Should I borrow arrays, or pass them "by value"?

Say I've got a function that takes in several arrays (compile-time fixed length), most of which are not mutable:

use crate::types::*; // type FixedWeight = [u8; 870];

#[inline]
fn dec_write_e(
    out: &mut FixedWeight,
    m: u8,
    s: FixedWeight,
    e: FixedWeight
) {
    for (xi, (si, ei)) in zip(out.iter_mut(), zip(s.iter(), e.iter())) {
        *xi = (!m & si) | (m & ei)
    }
}

/* ... */

dec_write_e(
    (&mut preimage[1..1+FixedWeight::LEN]).try_into().unwrap(),
    m,
    s,
    e
);

This function seems to work just exactly the same (except that the signature changes) if I write it with borrows instead:

Code
use crate::types::*; // type FixedWeight = [u8; 870];

#[inline]
fn dec_write_e(
    out: &mut FixedWeight,
    m: u8,
    &s: FixedWeight,
    &e: FixedWeight
) {
    for (xi, (si, ei)) in zip(out.iter_mut(), zip(s.iter(), e.iter())) {
        *xi = (!m & si) | (m & ei)
    }
}

/* ... */

dec_write_e(
    (&mut preimage[1..1+FixedWeight::LEN]).try_into().unwrap(),
    m,
    &s,
    &e
);

I'm wondering: what are the implications of choosing between these two ways of writing the function?

I assume they both compile down to the same thing, but I'm wondering what circumstances would make me wish I'd chosen one or the other.

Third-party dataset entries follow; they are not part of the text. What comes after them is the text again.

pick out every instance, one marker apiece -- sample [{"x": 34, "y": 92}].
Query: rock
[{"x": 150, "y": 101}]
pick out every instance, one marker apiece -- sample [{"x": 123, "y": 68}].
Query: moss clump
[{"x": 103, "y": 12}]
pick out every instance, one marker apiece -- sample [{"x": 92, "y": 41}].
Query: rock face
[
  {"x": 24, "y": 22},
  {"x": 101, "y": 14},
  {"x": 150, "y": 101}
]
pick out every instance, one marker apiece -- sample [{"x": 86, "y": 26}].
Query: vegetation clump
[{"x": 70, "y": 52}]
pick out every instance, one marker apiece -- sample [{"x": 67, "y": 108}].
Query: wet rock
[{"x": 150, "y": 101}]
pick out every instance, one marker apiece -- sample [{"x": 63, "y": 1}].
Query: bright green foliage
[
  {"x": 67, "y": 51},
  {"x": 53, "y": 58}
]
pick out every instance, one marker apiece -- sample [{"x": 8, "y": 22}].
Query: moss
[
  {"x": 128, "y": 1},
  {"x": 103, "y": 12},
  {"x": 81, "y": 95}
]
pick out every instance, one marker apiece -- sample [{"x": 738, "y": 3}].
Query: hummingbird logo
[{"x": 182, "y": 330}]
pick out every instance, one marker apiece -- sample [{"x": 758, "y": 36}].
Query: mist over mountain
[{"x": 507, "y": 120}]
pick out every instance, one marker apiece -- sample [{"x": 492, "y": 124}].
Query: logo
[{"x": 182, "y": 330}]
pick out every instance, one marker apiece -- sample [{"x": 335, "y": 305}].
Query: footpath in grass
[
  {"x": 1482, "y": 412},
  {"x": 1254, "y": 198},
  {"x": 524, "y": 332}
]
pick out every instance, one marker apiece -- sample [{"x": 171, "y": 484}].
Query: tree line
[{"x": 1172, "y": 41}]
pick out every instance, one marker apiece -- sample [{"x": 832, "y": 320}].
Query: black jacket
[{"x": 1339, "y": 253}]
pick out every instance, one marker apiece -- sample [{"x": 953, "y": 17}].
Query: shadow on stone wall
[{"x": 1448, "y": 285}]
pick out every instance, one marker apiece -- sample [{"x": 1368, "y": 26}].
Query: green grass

The compiler is allowed to change what actually happens. The general rule of thumb is to only move it (pass by value) if it makes sense for the purpose of function. If you don't need ownership of the array, you are probably better off with a reference. Otherwise, you force the user of the function to either give it away or clone it for no apparent reason.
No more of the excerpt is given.